Linker histone binding restricts nucleosome mobility and represses transcription independently of core histone acetylation
Acetylation of the core histones correlates with a deficiency of linker histones in newly assembled chromatin (Perry and Annunziato, 1989, 1991). It has also been suggested that core histone acetylation interferes with the association of linker histones with mononucleosomes (Juan et al., 1994). In contrast to these results, we have found that the chromatin of Xenopus embryonic nuclei in which core histones are maintained in a hyperacetylated state incorporate normal stoichiometries of histone H1 (Dimitrov et al., 1993). Moreover, mononucleosomes assembled using acetylated core histones and the Xenopus 5S rRNA gene also incorporate histone H5 without impediment (Ura et al., 1994). However, since dinucleosomes offer the opportunity to examine histone H1‐dependent transcriptional repression (Ura et al., 1995, 1996), and since histone H1 binds with different affinities to mononucleosome compared with dinucleosome substrates (Hayes et al., 1996; Nightingale et al., 1996a,b; Ura et al., 1996), we next explored whether linker histones would stabilize acetylated histone octamers comparably to controls and whether transcription would be repressed with similar efficiency.
We find that histone H1 binds with equivalent efficiency to dinucleosomal templates reconstituted with acetylated (Figure 5A, lanes 1‐6) or control histone octamers (Figure 5A, lanes 7‐12). These nucleoprotein complexes also aggregate with equivalent efficiency (Figure 5A, lanes 6 and 12). Control experiments indicated that chromatosome (166 bp) intermediates in micrococcal nuclease digestion accumulated in the presence of histone H1 independently of core histone acetylation state (data not shown; Ura et al., 1994). We next examined the consequences of incorporating histone H1 for transcription of the dinucleosomal templates.

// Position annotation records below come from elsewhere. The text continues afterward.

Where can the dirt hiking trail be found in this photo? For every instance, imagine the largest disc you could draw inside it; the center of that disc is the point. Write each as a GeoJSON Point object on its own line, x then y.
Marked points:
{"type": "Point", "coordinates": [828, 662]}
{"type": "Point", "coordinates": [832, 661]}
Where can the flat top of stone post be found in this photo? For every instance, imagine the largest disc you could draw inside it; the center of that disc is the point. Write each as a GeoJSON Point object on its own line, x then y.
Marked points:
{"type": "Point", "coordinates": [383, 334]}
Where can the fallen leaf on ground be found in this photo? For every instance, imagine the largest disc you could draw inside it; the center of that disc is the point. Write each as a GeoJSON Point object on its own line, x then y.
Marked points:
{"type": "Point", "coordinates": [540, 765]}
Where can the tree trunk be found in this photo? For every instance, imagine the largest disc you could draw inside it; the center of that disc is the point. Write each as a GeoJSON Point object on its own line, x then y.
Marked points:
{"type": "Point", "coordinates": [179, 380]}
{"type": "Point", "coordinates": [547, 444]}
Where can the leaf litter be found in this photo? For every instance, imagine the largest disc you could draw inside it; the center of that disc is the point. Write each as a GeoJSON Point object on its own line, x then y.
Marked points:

In earlier work, we had established that the incorporation of histone H1 into a dinucleosomal template would restrict transcription of the 5S rRNA genes (Ura et al., 1995). We repeated these experiments using dinucleosomes containing acetylated or control core histones, incorporating trichostatin into the reaction mixture to impede deacetylation of the core histones (see Figure 1). We find that histone H1 effectively represses transcription of dinucleosomal templates to comparable levels, independently of histone acetylation state (Figure 5B, compare lanes 2 and 3 with 5 and 6). The repression of transcription dependent on histone H1 has been attributed to the restriction in the mobility of histone octamers relative to the 5S rRNA gene (Ura et al., 1995). We next examined the mobility of histone octamers on the dinucleosomal template reconstituted with acetylated or control core histones in the presence or absence of histone H1. Histone H1 restricted nucleosome mobility at 37°C independently of core histone acetylation (data not shown). We conclude that the correlation between the restriction in nucleosome mobility and transcriptional repression is maintained and that histone H1 retains the capacity to repress transcription from acetylated chromatin.

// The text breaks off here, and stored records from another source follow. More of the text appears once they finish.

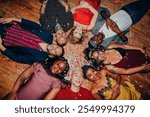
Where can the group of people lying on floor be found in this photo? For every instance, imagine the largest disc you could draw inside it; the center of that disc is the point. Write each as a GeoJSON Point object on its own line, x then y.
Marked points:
{"type": "Point", "coordinates": [108, 53]}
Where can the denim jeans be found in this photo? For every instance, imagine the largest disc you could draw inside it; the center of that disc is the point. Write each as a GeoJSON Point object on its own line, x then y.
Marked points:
{"type": "Point", "coordinates": [100, 20]}
{"type": "Point", "coordinates": [137, 9]}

In earlier work, we and others had observed that histone acetylation had no influence on the rotational positioning of DNA on the surface of the histone octamer (Norton et al., 1990; Bauer et al., 1994). We had also found that incorporation of linker histones into mono‐ or dinucleosomal templates had no influence on the rotational positioning of DNA on the surface of the histone octamer(s) (Hayes et al., 1993; Ura et al., 1995). Since the emphasis of the experiments reported here is on constraints on the mobility of the histone octamer with respect to DNA sequence, we wished to establish whether the DNA might adopt different rotational positions in the dinucleosome dependent on histone acetylation and/or histone H1. We find that there is no change in the rotational positioning of DNA with respect to the histone surface dependent on either acetylation or linker histones, as detected by hydroxyl radical cleavage (data not shown).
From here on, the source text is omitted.